Crossposted from the AI Alignment Forum. May contain more technical jargon than usual.

I recently talked with someone about large language models and the risks they pose. They suggested that LLMs would be bounded by human intelligence/knowledge because LLMs learn from the internet text that humans have written.

Now, this was a very casual conversation (small-talk at a housewarming party), and they changed their mind a few minutes later. But perhaps this is an assumption people often make about LLMs.

Anyway, I'll briefly explain why LLMs are not bounded by human capacities.

I think the picture they had in their head was something like this:
 

Let's say that all the internet text has been written by humans and we train GPT-N to model the text. There are many ways that GPT-N might do this, but at the very least, GPT-N can just model the humans writing the internet text. This strategy is overkill — like swatting a fly with a sledgehammer — but it suggests that GPT-N has no incentive for more-than-human intelligence or more-than-human knowledge.
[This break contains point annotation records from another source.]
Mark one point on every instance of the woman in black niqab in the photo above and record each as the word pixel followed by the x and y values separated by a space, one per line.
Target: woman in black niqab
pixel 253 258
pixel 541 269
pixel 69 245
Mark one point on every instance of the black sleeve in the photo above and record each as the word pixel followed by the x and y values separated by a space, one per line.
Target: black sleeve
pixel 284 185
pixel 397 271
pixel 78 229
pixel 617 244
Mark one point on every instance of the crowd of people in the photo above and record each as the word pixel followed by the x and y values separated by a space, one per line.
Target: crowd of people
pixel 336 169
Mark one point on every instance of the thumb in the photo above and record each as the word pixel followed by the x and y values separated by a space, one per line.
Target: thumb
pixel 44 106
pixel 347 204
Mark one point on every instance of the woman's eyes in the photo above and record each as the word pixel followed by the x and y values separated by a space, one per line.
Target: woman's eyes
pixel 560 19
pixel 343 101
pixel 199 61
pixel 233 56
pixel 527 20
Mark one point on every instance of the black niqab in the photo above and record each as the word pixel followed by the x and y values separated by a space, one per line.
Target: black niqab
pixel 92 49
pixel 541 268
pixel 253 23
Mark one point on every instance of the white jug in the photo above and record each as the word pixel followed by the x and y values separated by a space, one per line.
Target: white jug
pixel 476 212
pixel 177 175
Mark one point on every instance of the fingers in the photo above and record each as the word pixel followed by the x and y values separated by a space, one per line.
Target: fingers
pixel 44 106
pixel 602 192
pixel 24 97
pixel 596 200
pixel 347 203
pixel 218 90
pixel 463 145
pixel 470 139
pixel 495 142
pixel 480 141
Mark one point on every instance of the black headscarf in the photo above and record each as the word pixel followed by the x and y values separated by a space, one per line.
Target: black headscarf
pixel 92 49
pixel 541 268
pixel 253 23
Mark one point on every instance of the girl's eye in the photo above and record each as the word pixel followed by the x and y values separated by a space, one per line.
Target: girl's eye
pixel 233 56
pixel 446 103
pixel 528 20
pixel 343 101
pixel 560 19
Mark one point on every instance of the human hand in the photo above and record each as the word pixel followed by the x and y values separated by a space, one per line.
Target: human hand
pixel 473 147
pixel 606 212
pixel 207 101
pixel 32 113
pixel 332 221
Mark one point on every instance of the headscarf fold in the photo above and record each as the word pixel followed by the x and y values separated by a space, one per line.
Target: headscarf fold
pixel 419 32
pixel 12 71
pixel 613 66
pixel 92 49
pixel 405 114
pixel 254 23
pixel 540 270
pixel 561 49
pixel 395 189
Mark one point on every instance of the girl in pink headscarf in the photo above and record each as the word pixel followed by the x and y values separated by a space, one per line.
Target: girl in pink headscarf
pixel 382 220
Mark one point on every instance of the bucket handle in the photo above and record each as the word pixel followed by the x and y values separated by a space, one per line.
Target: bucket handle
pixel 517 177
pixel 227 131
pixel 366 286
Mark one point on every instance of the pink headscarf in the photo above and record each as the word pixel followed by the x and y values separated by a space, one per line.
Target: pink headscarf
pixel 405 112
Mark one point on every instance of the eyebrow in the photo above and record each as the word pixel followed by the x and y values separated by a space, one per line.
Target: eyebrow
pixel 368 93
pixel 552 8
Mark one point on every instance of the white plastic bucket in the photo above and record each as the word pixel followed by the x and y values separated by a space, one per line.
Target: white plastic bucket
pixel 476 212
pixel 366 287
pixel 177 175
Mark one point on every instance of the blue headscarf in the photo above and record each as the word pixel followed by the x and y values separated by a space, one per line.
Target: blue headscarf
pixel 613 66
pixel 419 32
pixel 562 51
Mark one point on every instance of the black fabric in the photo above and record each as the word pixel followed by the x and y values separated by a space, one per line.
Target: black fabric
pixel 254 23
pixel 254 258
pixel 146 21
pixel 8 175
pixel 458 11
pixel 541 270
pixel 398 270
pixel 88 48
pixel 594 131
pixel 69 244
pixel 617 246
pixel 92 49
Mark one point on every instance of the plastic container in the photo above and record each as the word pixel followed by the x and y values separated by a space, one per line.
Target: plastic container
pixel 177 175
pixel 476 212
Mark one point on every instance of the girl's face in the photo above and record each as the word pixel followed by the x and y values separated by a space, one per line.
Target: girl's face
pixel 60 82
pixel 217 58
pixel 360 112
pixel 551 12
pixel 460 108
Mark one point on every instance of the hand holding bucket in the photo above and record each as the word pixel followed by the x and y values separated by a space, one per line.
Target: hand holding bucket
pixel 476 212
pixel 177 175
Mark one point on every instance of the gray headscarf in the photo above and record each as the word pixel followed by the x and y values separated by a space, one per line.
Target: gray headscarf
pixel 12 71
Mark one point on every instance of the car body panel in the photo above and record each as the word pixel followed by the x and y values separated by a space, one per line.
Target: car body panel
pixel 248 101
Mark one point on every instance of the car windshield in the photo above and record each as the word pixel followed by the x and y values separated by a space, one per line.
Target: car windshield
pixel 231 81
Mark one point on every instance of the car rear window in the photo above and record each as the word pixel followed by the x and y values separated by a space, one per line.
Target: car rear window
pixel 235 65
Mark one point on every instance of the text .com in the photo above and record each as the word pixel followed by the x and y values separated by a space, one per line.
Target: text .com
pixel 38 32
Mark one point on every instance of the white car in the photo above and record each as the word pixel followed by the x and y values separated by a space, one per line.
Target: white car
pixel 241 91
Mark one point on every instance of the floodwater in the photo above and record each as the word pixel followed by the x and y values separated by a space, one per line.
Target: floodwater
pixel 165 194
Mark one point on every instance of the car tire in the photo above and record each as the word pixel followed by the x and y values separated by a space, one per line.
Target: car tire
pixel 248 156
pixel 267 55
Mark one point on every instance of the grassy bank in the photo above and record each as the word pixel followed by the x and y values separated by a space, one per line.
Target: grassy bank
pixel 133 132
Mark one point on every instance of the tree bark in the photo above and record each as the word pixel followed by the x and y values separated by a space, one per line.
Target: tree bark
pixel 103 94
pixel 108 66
  • Concretely, GPT-N doesn't need to "know" things that humans don't know.
    For example, humans currently don't know the genome of the next pandemic virus, and therefore the genome of the next pandemic virus won't appear in the internet text, and therefore GPT-N doesn't need to "know" the genome of the next pandemic virus.
  • Similarly, GPT-N doesn't need any skills that humans don't possess.
    For example, humans currently can't prove really tricky theorems in mathematics, and therefore proofs of really tricky theorems won't appear in the internet text, and therefore GPT-N won't need to prove really tricky theorems.

Here's the problem. If GPT-N wants to perfectly model the internet text, it must model the entire causal process which generates it. But this causal process doesn't just include the human, but rather includes the entire universe that the human interacts with.

For example, suppose the internet text includes many chess games between Stockfish engines. If GPT-N wants to minimise cross-entropy loss on internet text, then GPT-N would need to learn chess at the level of Stockfish. It doesn't matter that it was a human who physically typed the games onto the internet. A model which could play superhuman chess would achieve lower cross-entropy loss on the current internet text.

(What exactly do I mean by "learn chess"? Either of the following two definitions will work:

  1. There is a circuit in the weights that instantiates a chess engine.
  2. You could make a very short & quick chess engine if you had GPT-N as an oracle. Specifically, you could repeatedly feed GPT-N the prompt "The following is complete a game between two Stockfish engines: 1.e4 c5 2.c3 d5 3.exd5 Qxd5 4.d4 Nf6 5.Nf3 " and play the move that GPT-N predicts follows.

The first definition is looking inside the weights, and the second definition treats the weights as a black-box.)

Note: I am not claiming that GPT-N can actually learns superhuman chess — maybe the architecture isn't capable of instantiating a good chess engine. But I am claiming that "GPT-N can't learn superhuman chess" is not implied by "humans wrote all the text on the internet". It is probably better to imagine that the text on the internet was written by the entire universe, and humans are just the bits of the universe that touch the keyboard.

New Comment
8 comments, sorted by Click to highlight new comments since:

There's also the trivial point that human experts tend to specialise, so an AI system which can perform at the level of any human expert in their field will necessarily be far more capable than any particular human even without synergies between such areas of expertise or any generalisation.

but currently, you don't get human level chess play even training on a good dataset of chess moves unless you also do something like add a reinforcement learner: Modeling Strong and Human-Like Gameplay with KL-Regularized Search

so while I agree with your assertion of possibility, it still seems to me that extracting signal from noise is the hard part, and additional data is needed for any agent to decide which behaviors online it'd like to imitate. if that feedback data is, eg, RLHF, then while the overall agent can be stronger than human - potentially much stronger - its ability to improve will be limited to the intelligence of the RLHF feedback process.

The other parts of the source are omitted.